Tompa dodged to the left. Twittering as though in consternation, the Shon followed and again waved the sign in her face. If the whole situation weren’t so upsetting, Tompa would have laughed at its antics.
And in fact, the situation no longer felt threatening. None of the men had come out of the pub and only the geezer was following her. The other protesters had vanished, although the crowd remained in front of the pub. The street was quiet except for the rumble of overhead traffic and some burbling from the Shon baby.
But as she reached the other side of the covered boulevard, the Shons near the pub suddenly screamed a chorus of bleats. Fear! Danger! She understood them perfectly.
Tompa spun into a defensive crouch. She saw the object of fear bouncing along the concrete pavement toward the pub windows.

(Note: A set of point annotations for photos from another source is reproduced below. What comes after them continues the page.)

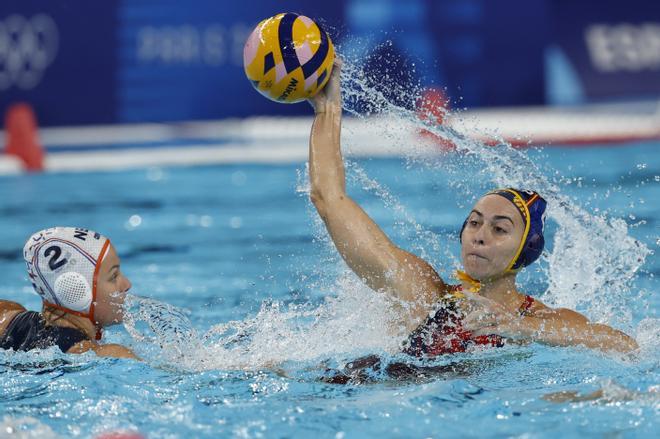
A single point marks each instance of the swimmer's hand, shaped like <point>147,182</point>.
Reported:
<point>330,97</point>
<point>103,350</point>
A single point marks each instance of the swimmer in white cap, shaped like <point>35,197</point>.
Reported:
<point>77,274</point>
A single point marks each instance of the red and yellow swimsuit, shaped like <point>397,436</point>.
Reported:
<point>443,333</point>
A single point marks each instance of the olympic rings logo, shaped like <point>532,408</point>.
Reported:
<point>27,48</point>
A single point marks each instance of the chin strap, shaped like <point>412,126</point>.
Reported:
<point>88,316</point>
<point>474,285</point>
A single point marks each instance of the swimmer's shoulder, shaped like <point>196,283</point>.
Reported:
<point>102,350</point>
<point>540,310</point>
<point>8,310</point>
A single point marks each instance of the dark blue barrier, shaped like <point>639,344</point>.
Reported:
<point>60,57</point>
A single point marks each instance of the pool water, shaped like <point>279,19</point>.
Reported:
<point>261,305</point>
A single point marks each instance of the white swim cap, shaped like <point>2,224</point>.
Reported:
<point>63,264</point>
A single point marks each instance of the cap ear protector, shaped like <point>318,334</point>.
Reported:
<point>63,265</point>
<point>532,209</point>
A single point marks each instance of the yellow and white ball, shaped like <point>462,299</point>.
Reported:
<point>288,58</point>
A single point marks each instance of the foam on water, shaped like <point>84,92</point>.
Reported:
<point>590,266</point>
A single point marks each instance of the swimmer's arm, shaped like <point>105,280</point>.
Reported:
<point>565,327</point>
<point>555,327</point>
<point>8,305</point>
<point>361,243</point>
<point>105,350</point>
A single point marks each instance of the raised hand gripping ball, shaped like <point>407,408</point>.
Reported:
<point>288,58</point>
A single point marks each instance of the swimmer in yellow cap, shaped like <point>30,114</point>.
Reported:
<point>77,274</point>
<point>502,233</point>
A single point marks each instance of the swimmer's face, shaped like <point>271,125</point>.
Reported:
<point>491,237</point>
<point>111,288</point>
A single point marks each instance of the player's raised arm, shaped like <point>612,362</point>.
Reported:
<point>359,240</point>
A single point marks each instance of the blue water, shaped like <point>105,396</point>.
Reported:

A grenade. Navy model A-140. The most destructive grenade in the arsenal.
“Get down!” she shouted.
The geezer hopped in front of her and again waved the sign. She reached out and flung the Shon sideways into the tunnel-like entrance of a shop. When it tried to get up, snorting, she ran to throw herself on top of it. She almost got there, too.
The blast was so loud she felt it rather than heard it.
As though her entire remaining life was compressed into the moment, things happened in slow motion. Wide-hipped bodies tumbled like dust motes against bright summer sun—bright, because massive chunks of the overhead roadway were falling onto the crowd of Shons. A long, snake-like vehicle fell and exploded in a cascade of sparks and flame.
A severed, six-fingered hand shot from the inferno toward Tompa’s head. Inexplicably sitting on the Shon in the shop doorway, she tried to duck. Her body hadn’t begun to respond when the gory hand slammed into her with the force of a brick.